Utrzymać przewagę

Właśnie z takim zadaniem wyjdą na boisko w Radziechowach w sobotnie przedpołudnie piłkarki Medyka Konin, lidera Ekstraligi.

Mitech Żywiec to obecnie trzecia drużyna ligi ze stratą ośmiu punktów do Medyczek. W jego szeregach znajdziemy m.in. wychowankę klubu z Konina, Karolinę Wiśniewską czy jego byłą bramkarkę, Aleksandrę Komosę. Mitech to też jedyna jak do tej pory drużyna, która odebrała punkty Medykowi i to na jego terenie. Ekipa z Żywiecczyzny mogła nawet wygrać. Po kontrowersyjnym rzucie karnym Katarzyna Wnuk nie trafiła jednak nawet w bramkę zaś Medyk był tego dnia bardzo nieskuteczny i mecz zakończył się bezbramkowym remisem.

Mistrzynie Polski powinny z pewnością uważać na Halinę Półtorak (11 trafień) i Lucię Šuškovą (jedno mniej). W bramce powinna zagrać bardzo dobrze dysponowana w Koninie - Komosa.
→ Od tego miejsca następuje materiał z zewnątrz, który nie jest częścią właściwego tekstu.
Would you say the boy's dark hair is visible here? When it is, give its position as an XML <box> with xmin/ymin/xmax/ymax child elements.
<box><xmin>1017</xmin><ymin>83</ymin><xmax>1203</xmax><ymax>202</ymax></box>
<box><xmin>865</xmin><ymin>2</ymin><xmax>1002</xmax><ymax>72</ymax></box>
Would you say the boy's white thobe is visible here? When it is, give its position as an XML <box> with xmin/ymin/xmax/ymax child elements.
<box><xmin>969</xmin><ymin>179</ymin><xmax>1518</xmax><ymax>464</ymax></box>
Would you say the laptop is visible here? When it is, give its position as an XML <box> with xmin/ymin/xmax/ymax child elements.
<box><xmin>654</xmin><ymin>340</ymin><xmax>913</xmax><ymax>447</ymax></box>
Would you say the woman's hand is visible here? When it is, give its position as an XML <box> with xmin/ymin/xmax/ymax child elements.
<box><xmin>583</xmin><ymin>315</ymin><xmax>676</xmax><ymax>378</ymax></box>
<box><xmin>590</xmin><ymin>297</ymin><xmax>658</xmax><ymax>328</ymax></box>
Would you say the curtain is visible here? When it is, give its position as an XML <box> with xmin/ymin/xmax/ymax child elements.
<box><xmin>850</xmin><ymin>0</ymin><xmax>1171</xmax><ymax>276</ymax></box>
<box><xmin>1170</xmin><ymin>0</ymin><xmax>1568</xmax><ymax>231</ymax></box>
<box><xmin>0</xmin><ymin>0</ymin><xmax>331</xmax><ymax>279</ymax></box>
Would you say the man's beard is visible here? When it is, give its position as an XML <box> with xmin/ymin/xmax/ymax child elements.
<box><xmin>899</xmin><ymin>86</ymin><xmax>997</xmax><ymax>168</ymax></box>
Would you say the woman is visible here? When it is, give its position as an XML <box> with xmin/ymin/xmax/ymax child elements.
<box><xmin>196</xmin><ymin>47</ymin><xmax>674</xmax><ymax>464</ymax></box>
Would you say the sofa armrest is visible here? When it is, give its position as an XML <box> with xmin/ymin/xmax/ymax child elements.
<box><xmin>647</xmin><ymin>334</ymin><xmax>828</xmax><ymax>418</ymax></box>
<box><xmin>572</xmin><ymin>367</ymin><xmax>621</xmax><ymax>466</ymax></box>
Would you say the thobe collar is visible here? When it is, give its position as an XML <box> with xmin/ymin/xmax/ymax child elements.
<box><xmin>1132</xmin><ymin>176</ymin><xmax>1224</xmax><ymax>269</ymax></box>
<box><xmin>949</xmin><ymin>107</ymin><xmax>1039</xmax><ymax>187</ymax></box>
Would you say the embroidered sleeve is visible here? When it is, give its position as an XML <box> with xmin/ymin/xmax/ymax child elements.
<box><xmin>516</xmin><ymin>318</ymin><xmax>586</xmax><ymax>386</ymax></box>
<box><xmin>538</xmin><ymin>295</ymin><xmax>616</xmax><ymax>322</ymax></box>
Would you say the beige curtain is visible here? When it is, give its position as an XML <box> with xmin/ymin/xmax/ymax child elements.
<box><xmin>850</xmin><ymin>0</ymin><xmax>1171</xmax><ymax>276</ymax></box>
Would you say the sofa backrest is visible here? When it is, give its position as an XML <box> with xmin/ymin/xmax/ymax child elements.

Tymczasem gdzie dwóch się bije tam... czeka Zagłębie. Właśnie drużynę z Lubina najbardziej ucieszyłby podział punktów lub porażka Medyka. Miedziowe powinny bez problemu ograć u siebie Olimpię Szczecin.
Każda z drużyn będzie zdeterminowana więc by wygrać. Mitech by nie tracić punktowego dystansu a Medyk również dlatego aby bezbarwny mecz z KKP Bydgoszcz uznać za "wypadek przy pracy" i utrzymać przewagę nad peletonem pościgowym.